Let’s be honest here: It’s never easy to walk away from money, particularly when it’s attached to a profession that inspires an almost religious reverence in this country. In my novel “In This Place You Hold Me” – the second in my series, “The Games Men Play” – quarterback Quinn Novak recalls how the high school football field was the center of life in the town he grew up in – not the town hall or any house of worship. Baseball, his coach tells him, is part of America’s pastoral past whereas football is part of its glorious present and future. And football, more than any other sport in this country, is big money.

But what is the purpose of money? That question is at the heart of why Moffitt left more than $1 million on the table of a four-year contract in which he made $1.8 million before taxes.

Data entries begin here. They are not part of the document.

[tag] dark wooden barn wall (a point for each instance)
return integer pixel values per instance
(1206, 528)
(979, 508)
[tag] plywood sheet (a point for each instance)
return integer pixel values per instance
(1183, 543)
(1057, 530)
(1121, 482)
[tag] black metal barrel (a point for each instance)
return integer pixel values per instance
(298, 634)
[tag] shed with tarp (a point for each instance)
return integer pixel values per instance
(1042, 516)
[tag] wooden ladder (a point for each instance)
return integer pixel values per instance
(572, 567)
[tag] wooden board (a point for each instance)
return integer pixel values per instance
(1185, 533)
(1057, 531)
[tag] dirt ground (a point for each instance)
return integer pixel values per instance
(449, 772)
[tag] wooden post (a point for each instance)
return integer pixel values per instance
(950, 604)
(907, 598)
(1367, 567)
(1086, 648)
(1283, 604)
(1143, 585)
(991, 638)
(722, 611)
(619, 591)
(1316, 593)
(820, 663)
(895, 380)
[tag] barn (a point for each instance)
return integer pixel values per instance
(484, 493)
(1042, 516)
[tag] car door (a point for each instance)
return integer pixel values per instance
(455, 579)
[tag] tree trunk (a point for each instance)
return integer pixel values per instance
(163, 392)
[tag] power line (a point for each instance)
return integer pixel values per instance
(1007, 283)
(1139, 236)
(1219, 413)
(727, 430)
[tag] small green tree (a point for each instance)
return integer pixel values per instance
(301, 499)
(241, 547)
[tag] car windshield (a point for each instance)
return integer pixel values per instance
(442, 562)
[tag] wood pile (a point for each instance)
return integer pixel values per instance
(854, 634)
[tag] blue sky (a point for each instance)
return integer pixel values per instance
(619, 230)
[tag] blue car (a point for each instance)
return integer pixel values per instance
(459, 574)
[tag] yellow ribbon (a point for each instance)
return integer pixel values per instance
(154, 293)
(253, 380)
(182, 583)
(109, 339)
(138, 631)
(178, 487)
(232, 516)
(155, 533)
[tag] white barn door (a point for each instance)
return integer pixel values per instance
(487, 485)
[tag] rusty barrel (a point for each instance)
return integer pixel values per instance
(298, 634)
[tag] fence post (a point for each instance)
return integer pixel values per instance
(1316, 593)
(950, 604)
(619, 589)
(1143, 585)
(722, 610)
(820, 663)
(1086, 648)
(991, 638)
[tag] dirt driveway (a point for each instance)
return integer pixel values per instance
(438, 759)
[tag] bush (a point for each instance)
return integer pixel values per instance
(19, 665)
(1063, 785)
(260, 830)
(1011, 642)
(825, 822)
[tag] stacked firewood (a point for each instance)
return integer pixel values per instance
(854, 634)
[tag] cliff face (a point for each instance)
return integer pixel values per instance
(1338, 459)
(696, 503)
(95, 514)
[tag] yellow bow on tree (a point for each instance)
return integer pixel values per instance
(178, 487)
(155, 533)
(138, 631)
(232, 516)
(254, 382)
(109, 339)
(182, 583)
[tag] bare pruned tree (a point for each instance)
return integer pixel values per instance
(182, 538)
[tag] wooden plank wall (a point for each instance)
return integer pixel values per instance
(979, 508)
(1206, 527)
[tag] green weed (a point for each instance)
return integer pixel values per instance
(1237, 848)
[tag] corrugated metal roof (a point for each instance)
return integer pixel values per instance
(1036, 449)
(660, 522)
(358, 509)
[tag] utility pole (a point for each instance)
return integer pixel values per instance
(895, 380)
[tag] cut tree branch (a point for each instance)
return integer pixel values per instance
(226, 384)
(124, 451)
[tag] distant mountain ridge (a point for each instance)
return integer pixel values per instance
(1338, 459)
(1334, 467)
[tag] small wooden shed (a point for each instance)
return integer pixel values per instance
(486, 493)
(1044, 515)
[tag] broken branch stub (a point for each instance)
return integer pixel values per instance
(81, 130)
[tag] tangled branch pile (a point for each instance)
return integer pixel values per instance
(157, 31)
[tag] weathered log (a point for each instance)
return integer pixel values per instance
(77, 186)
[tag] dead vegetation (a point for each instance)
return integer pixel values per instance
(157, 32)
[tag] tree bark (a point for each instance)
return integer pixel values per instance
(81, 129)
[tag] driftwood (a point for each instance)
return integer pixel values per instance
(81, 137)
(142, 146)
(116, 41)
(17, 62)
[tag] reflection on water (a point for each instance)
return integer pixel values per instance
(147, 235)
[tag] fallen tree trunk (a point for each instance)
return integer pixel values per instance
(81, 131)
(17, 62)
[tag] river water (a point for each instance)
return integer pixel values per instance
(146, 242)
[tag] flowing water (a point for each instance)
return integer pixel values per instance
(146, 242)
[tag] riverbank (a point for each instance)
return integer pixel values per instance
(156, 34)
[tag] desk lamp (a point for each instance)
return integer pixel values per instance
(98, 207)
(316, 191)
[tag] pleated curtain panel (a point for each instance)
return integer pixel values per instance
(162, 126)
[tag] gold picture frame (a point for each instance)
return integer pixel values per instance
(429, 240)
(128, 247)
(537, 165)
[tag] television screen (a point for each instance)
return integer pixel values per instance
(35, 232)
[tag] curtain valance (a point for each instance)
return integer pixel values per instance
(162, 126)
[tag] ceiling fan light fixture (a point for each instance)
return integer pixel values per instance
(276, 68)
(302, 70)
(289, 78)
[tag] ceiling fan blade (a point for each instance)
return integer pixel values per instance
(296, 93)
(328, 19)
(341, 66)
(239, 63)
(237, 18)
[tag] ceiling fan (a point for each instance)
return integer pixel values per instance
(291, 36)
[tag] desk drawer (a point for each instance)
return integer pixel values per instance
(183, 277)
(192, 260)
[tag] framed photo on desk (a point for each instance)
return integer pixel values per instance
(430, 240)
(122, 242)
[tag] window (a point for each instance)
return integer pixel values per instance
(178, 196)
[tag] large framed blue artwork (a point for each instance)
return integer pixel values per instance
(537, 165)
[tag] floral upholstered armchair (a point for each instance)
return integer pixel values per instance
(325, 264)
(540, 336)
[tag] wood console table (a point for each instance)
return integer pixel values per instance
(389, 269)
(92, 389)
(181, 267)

Any financial planner will tell you that in today’s economy that’s not really a windfall – not when you are 27 like Moffitt. But as he told The Associated Press:

"I've saved enough. It's not like I'm sitting here and I'm a millionaire. That's what I kind of realized. I'm sitting here and I got to this point and I was like, what is the number that you need? How much do you really need? What do you want in life? And I decided that I don't really need to be a millionaire.

"I just want to be happy. And I find that people that have the least in life are sometimes the happiest. And I don't have the least in life. I have enough in life. And I won't sacrifice my health for that."

Others have. Recently, the great Dallas Cowboys’ running back, Tony Dorsett, who is from my generation, was diagnosed with CTE. He told CNN’s Wolf Blitzer that if he had his career to do over, he’d make the same choices. In a sense, Dorsett made the same kind of Faustian bargain that Achilles does. The Greek antihero of Homer’s “The Iliad” is given a choice between a long, uneventful life and a short, glorious one. He chooses to die young with an everlasting fame – as did the man who lived the Homeric ideal in real life, Alexander the Great.

It’s one thing, however, to die young and leave a beautiful corpse, as they say, in the pages of fiction or long-ago history. It’s quite another in contemporary culture to endure the trickling death-in-middle-aged-life that is this form of dementia.

I think John Moffitt has chosen the better part.